06 Oct How artificial intelligence could lead to self-healing airplanes
A new partnership between aviation giant Boeing and Carnegie Mellon University hints at the power of fields such as artificial intelligence and big data to transform huge, multi-billion-dollar industries. As part of a three-year, $7.5 million deal that will establish a new Aerospace Data Analytics Lab, Boeing and the Carnegie Mellon School of Computer Science will work on a range of new projects that will apply the principles of AI and big data to improving the quality of Boeing’s aerospace activities.
The goal of the new partnership, first and foremost is to make sense of the burgeoning amount of data in the aerospace industry. By applying principles of machine learning, it might be possible to optimize many aspects of Boeing’s operations — including those related to design, construction and operation – and turn ordinary data into real-world insights.
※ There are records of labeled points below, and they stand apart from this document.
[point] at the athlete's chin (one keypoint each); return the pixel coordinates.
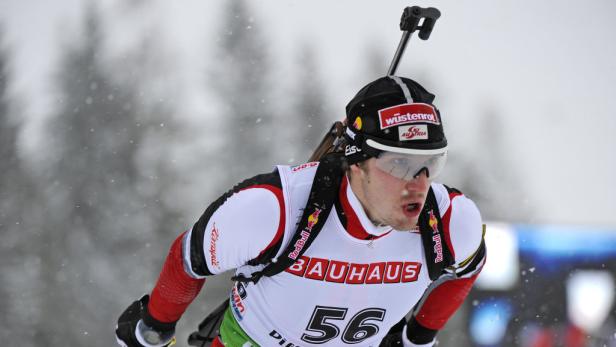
(405, 225)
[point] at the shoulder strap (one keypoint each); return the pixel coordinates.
(438, 254)
(320, 201)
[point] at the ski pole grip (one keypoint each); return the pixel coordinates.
(411, 16)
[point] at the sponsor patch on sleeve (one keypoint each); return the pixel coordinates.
(408, 114)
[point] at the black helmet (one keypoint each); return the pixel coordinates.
(393, 114)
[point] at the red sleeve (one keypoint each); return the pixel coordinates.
(175, 289)
(443, 301)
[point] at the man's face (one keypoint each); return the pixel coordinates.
(386, 199)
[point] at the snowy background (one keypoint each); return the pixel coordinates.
(121, 120)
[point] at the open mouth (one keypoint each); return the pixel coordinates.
(412, 208)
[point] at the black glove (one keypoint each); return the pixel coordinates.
(136, 320)
(392, 340)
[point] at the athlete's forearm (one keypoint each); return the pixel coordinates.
(175, 289)
(436, 309)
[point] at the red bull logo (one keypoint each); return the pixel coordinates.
(313, 219)
(433, 222)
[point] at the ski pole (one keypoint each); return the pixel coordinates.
(409, 23)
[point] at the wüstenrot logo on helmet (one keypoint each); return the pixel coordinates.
(408, 114)
(413, 132)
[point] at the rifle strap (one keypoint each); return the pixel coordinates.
(322, 196)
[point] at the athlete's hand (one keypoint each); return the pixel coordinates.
(398, 339)
(131, 330)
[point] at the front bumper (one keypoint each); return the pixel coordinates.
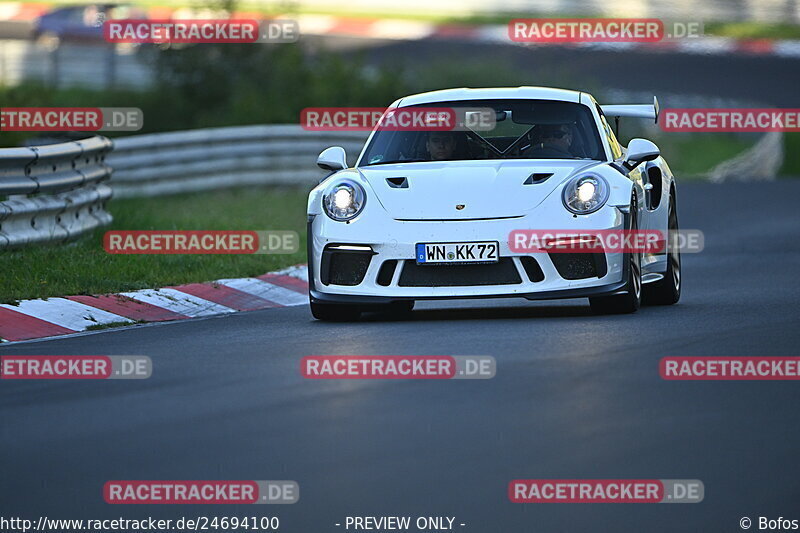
(395, 240)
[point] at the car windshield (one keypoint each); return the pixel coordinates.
(524, 129)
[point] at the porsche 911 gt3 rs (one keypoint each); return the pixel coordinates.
(427, 214)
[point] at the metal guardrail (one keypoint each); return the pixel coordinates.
(50, 194)
(196, 160)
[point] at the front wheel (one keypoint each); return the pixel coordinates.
(335, 312)
(631, 299)
(667, 291)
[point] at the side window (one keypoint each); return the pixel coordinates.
(616, 148)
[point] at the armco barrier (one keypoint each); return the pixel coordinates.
(53, 193)
(195, 160)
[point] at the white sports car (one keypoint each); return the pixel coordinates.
(427, 215)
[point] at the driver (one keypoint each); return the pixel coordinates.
(441, 145)
(555, 138)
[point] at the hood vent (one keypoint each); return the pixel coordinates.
(536, 177)
(398, 183)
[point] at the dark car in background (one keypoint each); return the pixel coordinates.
(80, 22)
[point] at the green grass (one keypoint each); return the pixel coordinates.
(694, 155)
(739, 30)
(83, 267)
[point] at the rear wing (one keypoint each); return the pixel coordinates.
(633, 110)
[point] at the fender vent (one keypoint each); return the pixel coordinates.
(536, 177)
(397, 183)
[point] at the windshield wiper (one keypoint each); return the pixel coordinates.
(397, 161)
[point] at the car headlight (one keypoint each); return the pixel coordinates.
(344, 200)
(585, 194)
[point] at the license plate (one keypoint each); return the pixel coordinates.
(439, 253)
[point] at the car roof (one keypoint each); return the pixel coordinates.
(494, 93)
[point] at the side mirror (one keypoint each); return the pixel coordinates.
(333, 159)
(639, 151)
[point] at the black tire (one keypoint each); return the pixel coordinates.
(335, 312)
(631, 299)
(667, 291)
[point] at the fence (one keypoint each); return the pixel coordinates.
(53, 193)
(196, 160)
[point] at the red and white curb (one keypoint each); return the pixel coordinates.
(401, 29)
(33, 319)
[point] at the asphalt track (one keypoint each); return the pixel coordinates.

According to Jaime Carbonell, the Carnegie Mellon professor and Director of the Language Technologies Institute, who will head up the new Aerospace Data Analytics Lab, ”The mass of data generated daily by the aerospace industry overwhelms human understanding, but recent advances in language technologies and machine learning give us every reason to expect that we can gain useful insights from that data.“
One example of how machine learning can be used to gain useful insights is the whole issue of airline maintenance. Think of airline maintenance the same way you think of maintenance for our car – you can follow the generally suggested guidelines for your vehicle (e.g. an oil change every 3,000 miles) – or you can use real-time data to see which planes needs fixing, when. By fixing planes before – not after – they need maintenance, an airline flying Boeing planes could gain a real competitive advantage over its peers.
“A Boeing aircraft such as the 787 Dreamliner combines thousands of on-board sensors, text from pilots and mechanics, structured engineering data bases, across the entire fleet collected from each of the client airlines,” Carbonell told me. “This provides a golden opportunity, merging CMU’s capabilities and Boeing data to address problems such as predictive analysis for preventive maintenance — rather than after-the-plane-is-grounded maintenance.”